Search code examples
stringhashstring-hashing

How to hash variable-length strings


I am very much a beginner in encryption/hashing. And I want to know how to hash a variable length string, maybe 10 or 100 letters to a fixed length code, e.g. 128-bit binary, regardless of the underlying programming language, while achieving relatively equal collisions among the bins.

Specifically, how to deal with inputs of different inputs, and make the hashcode evenly distributed?


Solution

  • There are many different ways to do this.

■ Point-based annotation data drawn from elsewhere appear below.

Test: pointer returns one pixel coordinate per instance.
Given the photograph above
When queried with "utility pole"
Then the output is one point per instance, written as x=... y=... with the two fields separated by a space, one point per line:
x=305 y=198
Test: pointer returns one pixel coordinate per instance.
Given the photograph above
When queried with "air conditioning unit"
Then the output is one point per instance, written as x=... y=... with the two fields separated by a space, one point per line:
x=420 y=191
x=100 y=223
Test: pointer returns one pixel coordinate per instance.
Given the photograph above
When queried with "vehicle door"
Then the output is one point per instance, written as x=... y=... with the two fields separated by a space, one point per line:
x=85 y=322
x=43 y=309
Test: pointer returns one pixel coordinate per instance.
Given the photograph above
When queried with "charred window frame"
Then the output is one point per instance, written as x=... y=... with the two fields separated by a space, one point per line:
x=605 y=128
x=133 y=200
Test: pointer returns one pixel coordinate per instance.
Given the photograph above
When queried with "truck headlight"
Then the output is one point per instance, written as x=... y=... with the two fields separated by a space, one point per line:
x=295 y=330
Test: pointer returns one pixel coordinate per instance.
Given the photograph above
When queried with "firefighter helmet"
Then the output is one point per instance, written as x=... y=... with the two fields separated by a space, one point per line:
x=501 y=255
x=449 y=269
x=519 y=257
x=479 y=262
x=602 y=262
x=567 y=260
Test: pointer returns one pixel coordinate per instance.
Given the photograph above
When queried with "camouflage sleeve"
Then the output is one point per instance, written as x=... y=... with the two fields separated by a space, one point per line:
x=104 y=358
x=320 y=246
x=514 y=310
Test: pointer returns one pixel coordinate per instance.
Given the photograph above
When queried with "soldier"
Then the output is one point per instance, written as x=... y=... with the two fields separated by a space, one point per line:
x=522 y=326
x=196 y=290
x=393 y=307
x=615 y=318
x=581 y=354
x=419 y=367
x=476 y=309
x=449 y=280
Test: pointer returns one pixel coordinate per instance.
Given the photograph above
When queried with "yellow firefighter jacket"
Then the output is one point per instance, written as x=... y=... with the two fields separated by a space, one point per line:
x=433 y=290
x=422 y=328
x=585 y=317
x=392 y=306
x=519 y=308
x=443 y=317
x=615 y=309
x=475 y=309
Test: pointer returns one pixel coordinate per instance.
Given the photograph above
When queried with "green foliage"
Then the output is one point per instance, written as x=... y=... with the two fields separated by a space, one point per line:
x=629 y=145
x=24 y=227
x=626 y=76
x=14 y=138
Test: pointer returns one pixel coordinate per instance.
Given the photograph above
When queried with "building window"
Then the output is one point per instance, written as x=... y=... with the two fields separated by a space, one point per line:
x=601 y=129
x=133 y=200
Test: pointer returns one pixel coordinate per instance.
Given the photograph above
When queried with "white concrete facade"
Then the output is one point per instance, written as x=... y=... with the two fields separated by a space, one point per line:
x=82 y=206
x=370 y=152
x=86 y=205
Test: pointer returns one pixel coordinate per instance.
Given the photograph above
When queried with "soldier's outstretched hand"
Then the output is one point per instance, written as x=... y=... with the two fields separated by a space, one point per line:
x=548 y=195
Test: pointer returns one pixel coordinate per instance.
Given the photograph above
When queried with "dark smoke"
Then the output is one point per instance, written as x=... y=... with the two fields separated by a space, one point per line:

    For non-cryptographic applications, it's common to hash strings by iterating over the characters in sequence and applying some operation to mix in the bits of the new character with the accumulated hash bits. There are many variations on how exactly you'd carry this out. One common approach is shown here:

    unsigned int kSmallPrime = /* some small prime */;
    unsigned int kLargePrime = /* some large prime */;
    
    unsigned int result = 0;
    
    for (char ch: string) {
        result = (result * kSmallPrime + ch) % kLargePrime;
    }
    

    More complex combination steps are possible to get better distributions. These approaches generally don't require the string to have any specific length and work for any length of string. The number of bits you get back depends on what internal storage you use for mixing up the bits, though there's not necessarily a strong theoretical reason (other than empirical evidence) to believe that you have a good distribution.

    For cryptographic applications, string hash functions are often derived from block ciphers. Constructions like Merkle-Damgard let you start with a secure block cipher and produce a secure hash function. They work by padding the string up to some multiple of the block size using a secure padding scheme (one that ensures that different strings end up different after padding), breaking the string apart into blocks, and hashing them in a chain. The final output is then derived from the underlying block cipher, which naturally outputs a large number of bits, and the nice distribution comes from the strength of the underlying block cipher, which (in principle) should be indistinguishable from random.